Indicator of whether to compute tests in the original units, or on their logarithms. The default is to use the logarithms (LOG = TRUE). To compute in original units, specify the option LOG = FALSE (or LOG = 0).

printstat

Logical TRUE/FALSE option of whether to print the resulting statistics in the console window, or not. Default is TRUE.

Value

Q-Q Plot with Shapiro-Francia test for normality W and p-values. Returns the Maximum Likelihood Estimation (MLE) test results including Chi-Squared value, degrees of freedom and p-value of the test.

Details

Because this is an MLE procedure, when a normal distribution model is used (LOG=FALSE) values may be modeled as below zero. When this happens the means may be too low and the p-values may be unreal (often lower than they should be). Because of this, testing in log units is preferable and is the default.

References

Helsel, D.R., 2011. Statistics for Censored Environmental Data using Minitab and R, 2nd ed. John Wiley & Sons, USA, N.J.

Shapiro, S.S., Francia, R.S., 1972. An approximate analysis of variance test for normality.

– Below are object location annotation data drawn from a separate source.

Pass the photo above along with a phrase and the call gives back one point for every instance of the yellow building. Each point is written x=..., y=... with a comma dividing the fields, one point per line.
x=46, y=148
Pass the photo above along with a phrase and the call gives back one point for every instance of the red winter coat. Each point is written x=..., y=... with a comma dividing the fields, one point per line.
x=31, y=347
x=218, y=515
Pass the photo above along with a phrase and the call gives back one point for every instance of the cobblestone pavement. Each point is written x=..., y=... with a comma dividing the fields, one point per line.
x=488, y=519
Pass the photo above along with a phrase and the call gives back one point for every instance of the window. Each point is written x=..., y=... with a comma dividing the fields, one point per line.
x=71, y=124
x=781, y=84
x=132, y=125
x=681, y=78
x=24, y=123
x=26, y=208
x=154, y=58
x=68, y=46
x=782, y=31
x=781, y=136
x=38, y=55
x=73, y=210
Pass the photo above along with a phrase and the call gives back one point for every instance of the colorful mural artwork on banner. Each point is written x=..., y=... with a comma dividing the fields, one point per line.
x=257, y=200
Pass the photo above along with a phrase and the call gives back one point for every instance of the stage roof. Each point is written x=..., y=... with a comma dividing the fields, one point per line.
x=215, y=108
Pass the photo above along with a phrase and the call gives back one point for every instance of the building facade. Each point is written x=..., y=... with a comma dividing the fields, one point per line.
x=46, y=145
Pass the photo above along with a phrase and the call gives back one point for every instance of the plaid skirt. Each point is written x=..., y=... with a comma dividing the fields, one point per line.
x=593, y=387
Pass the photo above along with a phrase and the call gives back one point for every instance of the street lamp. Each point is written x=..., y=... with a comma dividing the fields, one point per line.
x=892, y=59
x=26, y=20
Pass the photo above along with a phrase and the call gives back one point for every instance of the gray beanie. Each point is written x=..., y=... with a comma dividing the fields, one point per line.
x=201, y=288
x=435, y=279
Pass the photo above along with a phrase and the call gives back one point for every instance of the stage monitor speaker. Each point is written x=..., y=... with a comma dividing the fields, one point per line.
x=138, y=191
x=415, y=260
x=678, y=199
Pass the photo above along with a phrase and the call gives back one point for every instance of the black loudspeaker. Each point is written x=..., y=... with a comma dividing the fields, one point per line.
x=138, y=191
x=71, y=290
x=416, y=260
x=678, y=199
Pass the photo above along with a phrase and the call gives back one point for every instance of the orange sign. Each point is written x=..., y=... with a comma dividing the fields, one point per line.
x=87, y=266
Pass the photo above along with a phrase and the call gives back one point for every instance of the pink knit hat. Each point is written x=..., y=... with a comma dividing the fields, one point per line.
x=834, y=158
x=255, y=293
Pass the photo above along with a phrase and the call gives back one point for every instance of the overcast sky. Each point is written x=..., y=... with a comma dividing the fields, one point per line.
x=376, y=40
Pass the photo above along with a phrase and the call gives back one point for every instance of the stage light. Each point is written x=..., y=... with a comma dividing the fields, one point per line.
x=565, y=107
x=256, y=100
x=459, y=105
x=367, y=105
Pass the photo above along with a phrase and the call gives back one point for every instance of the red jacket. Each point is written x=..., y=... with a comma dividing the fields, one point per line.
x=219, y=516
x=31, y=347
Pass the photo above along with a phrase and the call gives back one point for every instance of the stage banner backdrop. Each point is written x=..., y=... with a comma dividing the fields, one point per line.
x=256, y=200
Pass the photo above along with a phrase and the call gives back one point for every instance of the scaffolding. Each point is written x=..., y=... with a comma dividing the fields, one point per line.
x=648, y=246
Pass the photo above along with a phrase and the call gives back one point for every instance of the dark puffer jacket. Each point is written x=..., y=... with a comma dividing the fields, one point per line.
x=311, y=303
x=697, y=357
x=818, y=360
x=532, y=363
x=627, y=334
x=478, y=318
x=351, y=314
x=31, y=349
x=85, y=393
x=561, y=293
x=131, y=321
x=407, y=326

Journal of the American Statistical Association 67, 215–216.

Examples


data(PbHeron)
cen2means(PbHeron$Liver,PbHeron$LiverCen,PbHeron$DosageGroup)
#>      MLE 't-test' of mean natural logs of CensData: PbHeron$Liver by Factor: PbHeron$DosageGroup 
#>      Assuming lognormal distribution of residuals around group geometric means 
#>      geometric mean of High = 0.7762     geometric mean of Low = 0.05753 
#>      Chisq = 9.696  on 1 degrees of freedom     p = 0.00185 
#>